Hathaway is sure there will be a state championship in the coming years.

Using football as an example, he mentioned on what was going on academically as well as athletically.

There are six (football) players that have drawn the attention of the United States Military Academy at West Point, he said. “That’s unheard of, in my mind, that we have kids capable of playing D-I football and have the academics at that level to basically play Ivy League football.” Beyond West Point, interest has been drawn in Blue Devils gridiron players from Ivy League schools.

The same applies to other sports, Hathaway said, mentioning Elyssa Roberts’ gymnastics scholarship to Kentucky.

Not everyone has to be world-beaters.

“Even if you don’t run fast, there’s a place on the ’T’ for you … find a place to plug in and do something great for the ’T’,” he said, be it math, robotics, bass fishing or any other activity.

Hathaway is looking at Tift County’s brand. Perfecting one is something he knows well.

Schley County is an old county, 162 years old. Schley County High School is not.

There was a high school at Ellaville — the original Schley County High — but it closed its doors in 1975, the first of a handful of joint county high school projects in Georgia. Schley combined with Marion and Webster counties for Tri-County High School.

Schley County is no longer part of Tri-County, having broken away in 2000 to recreate its high school. (Marion and Webster went back to having individual high schools in 2006.) When Hathaway went to the land of the Schley County Wildcats in 2014, he found an area still learning what exactly that meant.

“We developed a sense of pride in what it meant to be the ’SC’,” he said. One example is the building of Schley’s football program. Football did not exist in Schley until it became part of Tri. As a single county squad, Schley went from an 0-10 record in 2015 to 4-6, then 8-4, then to last year’s 9-3 and quarterfinals appearance.

(One of the big reasons for that success is a lineman named Archer Hathaway. His 6’6” frame will be providing upfront protection for the Blue Devils this fall.)

One idea of Hathaway’s is already visible: colors.

“I want everything to look like it’s part of one thing,” he said.

There is a fresh coat of paint on the dugouts and pressbox at Devil Diamond. It matches the gray of the auxiliary gym. “We talked about being to match those colors and identify what Tift County’s gray is going to look like, what their blue is going to look like, what their white is going to look like.”
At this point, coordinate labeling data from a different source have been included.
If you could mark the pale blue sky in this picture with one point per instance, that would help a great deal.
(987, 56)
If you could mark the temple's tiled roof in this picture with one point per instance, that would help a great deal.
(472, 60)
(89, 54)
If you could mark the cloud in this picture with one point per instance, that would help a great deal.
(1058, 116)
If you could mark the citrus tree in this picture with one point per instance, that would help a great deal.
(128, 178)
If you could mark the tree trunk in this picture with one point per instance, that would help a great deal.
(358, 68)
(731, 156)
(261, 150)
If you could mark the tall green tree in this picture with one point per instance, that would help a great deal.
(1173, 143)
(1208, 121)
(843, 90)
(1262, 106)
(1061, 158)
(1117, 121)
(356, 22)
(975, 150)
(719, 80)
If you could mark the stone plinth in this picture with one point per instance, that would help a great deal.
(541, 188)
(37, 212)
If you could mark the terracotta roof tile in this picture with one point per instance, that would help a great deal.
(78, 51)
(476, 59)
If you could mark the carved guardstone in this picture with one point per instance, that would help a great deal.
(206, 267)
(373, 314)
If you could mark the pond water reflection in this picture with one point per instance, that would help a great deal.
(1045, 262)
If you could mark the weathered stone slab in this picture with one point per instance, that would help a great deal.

Tift’s hues have sometimes differed over the years. The blue, for example, began shifting from a royal blue shade to its present navy in the 1970s.

Hathaway said there are plans to repaint other facilities, including the football fieldhouse and softball facilities, to match the paints used for baseball.

Beyond painting, upgrades are happening in terms of the facilities themselves. Baseball is getting an enclosed, indoor batting cage. Such improvements he feels are necessary in achieving success.